Gestörter Kontakt zu Ministerpräsident Söder
Hagen Pfundner, Vorstand der Roche Pharma AG, sagte, dass Roche 90 Millionen Euro in das Gentherapie-Zentrum investiere, um weiter in der Champions League zu bestehen, ein Fußballvergleich, mit dem er auf den per Video zugeschalteten Ministerpräsidenten Söder überleitete. Er danke der bayerischen Staatsregierung, dass sie „unermüdlich auf die Bundesregierung eingewirkt hat, die fehlgeleitete Politik zu ändern, die die Gesundheitsindustrie behindert hat“, sagte Pfundner. Was Söder – er weilte bei einer Kabinettssitzung – gerne hörte.

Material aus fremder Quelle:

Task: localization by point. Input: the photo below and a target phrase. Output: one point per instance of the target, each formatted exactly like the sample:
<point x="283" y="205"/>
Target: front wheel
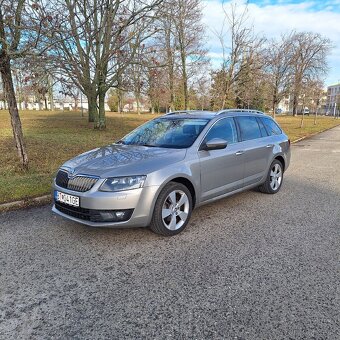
<point x="172" y="210"/>
<point x="274" y="178"/>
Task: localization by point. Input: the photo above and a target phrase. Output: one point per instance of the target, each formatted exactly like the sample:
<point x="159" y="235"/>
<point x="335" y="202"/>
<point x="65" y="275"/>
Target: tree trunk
<point x="185" y="80"/>
<point x="295" y="104"/>
<point x="120" y="101"/>
<point x="100" y="124"/>
<point x="50" y="94"/>
<point x="92" y="107"/>
<point x="6" y="75"/>
<point x="45" y="101"/>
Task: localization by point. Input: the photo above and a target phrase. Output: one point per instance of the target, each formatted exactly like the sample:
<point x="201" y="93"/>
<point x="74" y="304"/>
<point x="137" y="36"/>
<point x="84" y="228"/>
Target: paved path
<point x="252" y="266"/>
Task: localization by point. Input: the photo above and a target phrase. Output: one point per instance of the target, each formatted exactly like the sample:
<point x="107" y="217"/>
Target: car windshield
<point x="177" y="133"/>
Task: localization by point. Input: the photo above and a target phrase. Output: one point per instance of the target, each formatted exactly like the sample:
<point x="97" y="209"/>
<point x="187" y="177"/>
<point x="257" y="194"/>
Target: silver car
<point x="156" y="175"/>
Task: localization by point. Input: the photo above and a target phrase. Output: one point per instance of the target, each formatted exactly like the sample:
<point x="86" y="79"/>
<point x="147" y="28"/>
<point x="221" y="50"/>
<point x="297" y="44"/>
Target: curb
<point x="26" y="203"/>
<point x="314" y="134"/>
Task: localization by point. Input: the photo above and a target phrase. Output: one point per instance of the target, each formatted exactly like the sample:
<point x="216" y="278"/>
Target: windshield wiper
<point x="149" y="145"/>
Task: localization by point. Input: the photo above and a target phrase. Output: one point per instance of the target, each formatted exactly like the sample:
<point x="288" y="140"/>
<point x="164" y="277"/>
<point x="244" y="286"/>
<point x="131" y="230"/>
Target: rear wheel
<point x="172" y="210"/>
<point x="274" y="178"/>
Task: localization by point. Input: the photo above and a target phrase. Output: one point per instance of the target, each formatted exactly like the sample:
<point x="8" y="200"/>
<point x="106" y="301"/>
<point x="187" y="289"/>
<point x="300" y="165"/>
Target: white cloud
<point x="273" y="20"/>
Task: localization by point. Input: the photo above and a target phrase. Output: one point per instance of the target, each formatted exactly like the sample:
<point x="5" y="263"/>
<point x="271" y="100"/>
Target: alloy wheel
<point x="275" y="177"/>
<point x="175" y="210"/>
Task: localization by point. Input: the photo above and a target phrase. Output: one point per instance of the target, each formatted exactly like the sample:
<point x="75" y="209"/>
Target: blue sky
<point x="274" y="17"/>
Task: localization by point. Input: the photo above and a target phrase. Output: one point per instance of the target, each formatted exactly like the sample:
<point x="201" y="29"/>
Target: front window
<point x="177" y="133"/>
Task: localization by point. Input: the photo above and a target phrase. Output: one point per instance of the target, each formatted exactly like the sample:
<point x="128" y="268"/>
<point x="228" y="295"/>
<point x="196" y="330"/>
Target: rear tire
<point x="274" y="178"/>
<point x="172" y="210"/>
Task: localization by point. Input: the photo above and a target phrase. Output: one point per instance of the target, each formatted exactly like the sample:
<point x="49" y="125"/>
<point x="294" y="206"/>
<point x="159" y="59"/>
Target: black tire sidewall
<point x="276" y="161"/>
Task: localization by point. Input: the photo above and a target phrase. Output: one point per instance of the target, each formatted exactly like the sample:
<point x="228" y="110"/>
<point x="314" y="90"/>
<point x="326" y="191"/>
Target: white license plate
<point x="66" y="198"/>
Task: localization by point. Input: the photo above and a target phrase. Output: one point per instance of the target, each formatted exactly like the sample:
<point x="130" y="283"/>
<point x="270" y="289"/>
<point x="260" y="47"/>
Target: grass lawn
<point x="54" y="137"/>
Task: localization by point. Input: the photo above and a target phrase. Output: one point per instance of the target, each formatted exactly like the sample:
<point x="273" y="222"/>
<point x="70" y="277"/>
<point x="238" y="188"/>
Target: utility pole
<point x="81" y="104"/>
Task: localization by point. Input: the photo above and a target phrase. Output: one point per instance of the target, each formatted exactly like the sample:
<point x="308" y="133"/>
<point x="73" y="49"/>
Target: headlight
<point x="123" y="183"/>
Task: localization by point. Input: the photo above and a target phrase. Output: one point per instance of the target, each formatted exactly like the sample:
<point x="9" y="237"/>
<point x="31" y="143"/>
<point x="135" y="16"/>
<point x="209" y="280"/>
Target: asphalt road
<point x="252" y="266"/>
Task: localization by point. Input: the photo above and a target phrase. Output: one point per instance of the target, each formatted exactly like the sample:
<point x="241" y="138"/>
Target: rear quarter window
<point x="272" y="128"/>
<point x="249" y="128"/>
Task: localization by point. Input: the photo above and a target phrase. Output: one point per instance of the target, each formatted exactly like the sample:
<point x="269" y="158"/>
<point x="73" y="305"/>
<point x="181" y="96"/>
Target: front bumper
<point x="139" y="204"/>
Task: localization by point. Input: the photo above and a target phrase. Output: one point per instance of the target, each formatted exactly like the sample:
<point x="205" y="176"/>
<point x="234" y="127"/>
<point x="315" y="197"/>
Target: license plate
<point x="66" y="198"/>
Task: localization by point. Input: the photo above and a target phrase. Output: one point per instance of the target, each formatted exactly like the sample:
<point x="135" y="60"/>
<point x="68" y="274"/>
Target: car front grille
<point x="90" y="214"/>
<point x="80" y="183"/>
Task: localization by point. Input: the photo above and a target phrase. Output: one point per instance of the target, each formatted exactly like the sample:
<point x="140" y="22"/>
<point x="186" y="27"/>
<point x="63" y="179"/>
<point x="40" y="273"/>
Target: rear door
<point x="256" y="149"/>
<point x="221" y="170"/>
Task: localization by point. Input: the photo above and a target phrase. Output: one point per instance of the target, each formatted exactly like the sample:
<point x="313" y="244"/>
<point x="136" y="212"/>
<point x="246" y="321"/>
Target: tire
<point x="274" y="178"/>
<point x="169" y="218"/>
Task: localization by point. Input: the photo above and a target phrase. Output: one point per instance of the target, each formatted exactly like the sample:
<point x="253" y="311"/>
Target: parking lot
<point x="252" y="266"/>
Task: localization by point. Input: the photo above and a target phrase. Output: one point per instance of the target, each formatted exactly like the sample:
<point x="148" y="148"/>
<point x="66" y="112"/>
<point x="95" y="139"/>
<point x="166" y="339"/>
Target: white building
<point x="333" y="98"/>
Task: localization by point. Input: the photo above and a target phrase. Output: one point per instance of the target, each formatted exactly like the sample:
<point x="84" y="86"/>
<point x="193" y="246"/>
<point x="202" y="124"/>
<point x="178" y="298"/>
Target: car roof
<point x="212" y="114"/>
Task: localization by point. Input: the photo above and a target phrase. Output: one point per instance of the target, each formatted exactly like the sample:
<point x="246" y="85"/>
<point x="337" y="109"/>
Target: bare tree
<point x="190" y="38"/>
<point x="21" y="27"/>
<point x="279" y="69"/>
<point x="239" y="57"/>
<point x="97" y="41"/>
<point x="309" y="61"/>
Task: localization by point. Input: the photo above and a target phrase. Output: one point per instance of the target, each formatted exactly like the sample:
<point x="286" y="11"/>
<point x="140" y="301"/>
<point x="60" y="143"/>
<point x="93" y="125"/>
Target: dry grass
<point x="54" y="137"/>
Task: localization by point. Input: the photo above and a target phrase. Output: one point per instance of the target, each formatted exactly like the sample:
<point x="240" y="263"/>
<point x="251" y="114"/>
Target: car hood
<point x="123" y="160"/>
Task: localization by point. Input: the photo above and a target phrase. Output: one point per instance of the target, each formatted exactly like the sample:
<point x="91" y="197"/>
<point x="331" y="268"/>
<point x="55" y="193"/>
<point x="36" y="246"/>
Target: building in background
<point x="333" y="99"/>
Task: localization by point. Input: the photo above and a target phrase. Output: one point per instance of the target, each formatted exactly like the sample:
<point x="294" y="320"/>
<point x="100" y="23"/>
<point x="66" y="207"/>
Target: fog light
<point x="120" y="215"/>
<point x="108" y="216"/>
<point x="114" y="215"/>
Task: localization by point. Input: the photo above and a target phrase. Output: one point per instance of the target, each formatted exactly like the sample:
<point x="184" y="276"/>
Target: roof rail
<point x="187" y="111"/>
<point x="240" y="110"/>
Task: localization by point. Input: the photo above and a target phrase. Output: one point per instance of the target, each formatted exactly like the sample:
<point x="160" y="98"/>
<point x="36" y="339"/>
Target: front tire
<point x="274" y="179"/>
<point x="172" y="210"/>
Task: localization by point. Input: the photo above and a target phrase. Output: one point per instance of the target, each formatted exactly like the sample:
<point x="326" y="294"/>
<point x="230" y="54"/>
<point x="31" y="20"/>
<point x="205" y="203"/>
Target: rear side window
<point x="225" y="129"/>
<point x="271" y="127"/>
<point x="262" y="128"/>
<point x="249" y="128"/>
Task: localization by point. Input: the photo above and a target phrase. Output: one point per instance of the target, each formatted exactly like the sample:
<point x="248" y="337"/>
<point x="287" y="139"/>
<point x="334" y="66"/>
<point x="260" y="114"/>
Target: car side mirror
<point x="215" y="144"/>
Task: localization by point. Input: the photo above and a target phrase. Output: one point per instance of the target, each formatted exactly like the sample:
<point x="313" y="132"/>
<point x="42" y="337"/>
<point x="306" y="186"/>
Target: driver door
<point x="222" y="171"/>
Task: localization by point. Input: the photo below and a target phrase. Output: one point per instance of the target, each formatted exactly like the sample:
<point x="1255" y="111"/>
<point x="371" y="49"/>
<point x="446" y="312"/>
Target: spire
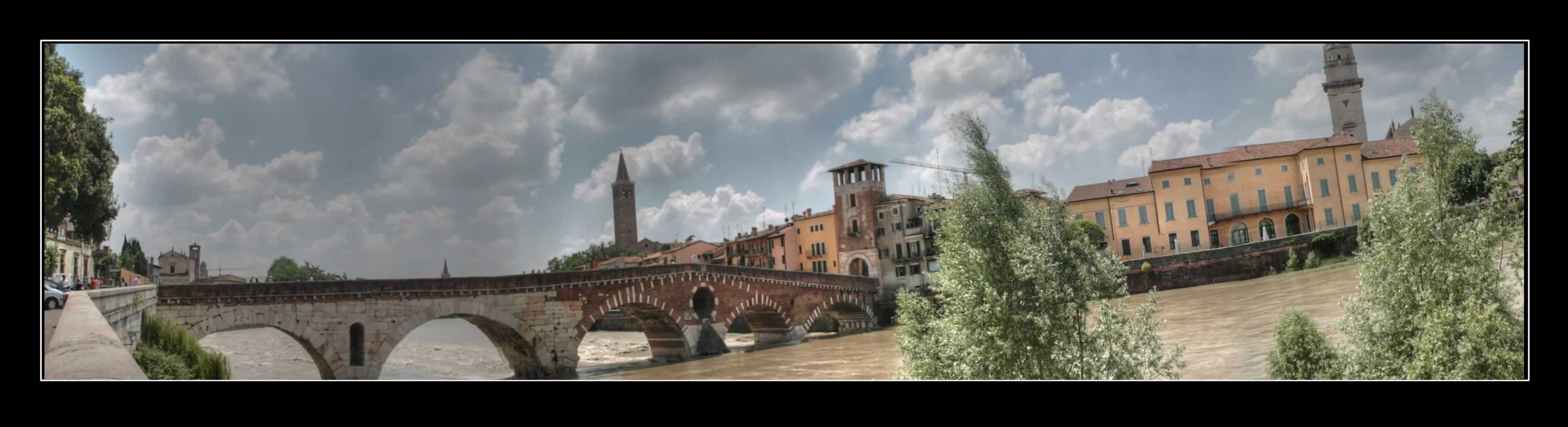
<point x="620" y="173"/>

Dessen Redefluss („Wir sind extrem dankbar, dass wir so ein innovatives Unternehmen in Bayern haben“) musste jedoch wegen technischer Tonstörungen vorzeitig abgebrochen werden. Die Reaktion des zwangsweise verstummten Ministerpräsidenten: Er hielt ein Zettel mit dem Wort „Sorry“ in die Kamera.
100 Arbeitsplätze in dem Gentherapiezentrum
Tatsächlich in Betrieb gehen wird das Gentherapiezentrum mit insgesamt 100 Arbeitsplätzen laut Roche voraussichtlich im kommenden Mai. Das Unternehmen errichtete dafür kein neues Gebäude, sondern verwendete ein nicht genutztes Produktionsgebäude im westlichen Teil des Werkgeländes. Das Gebäude wurde in der ersten Hälfte des Jahres 2022 bis auf die Grundmauern und die Fassade entkernt und dann innerhalb von 20 Monaten zum Gentherapiezentrum verwandelt. Dort stehen laut Roche nun rund 2500 Quadratmeter Labor-, Produktions- und Lagerfläche für die Entwicklung und Produktion der Genvektoren zur Verfügung. Insgesamt hat das Penzberger Werk von Roche Diagnostics momentan rund 7700 Mitarbeiter.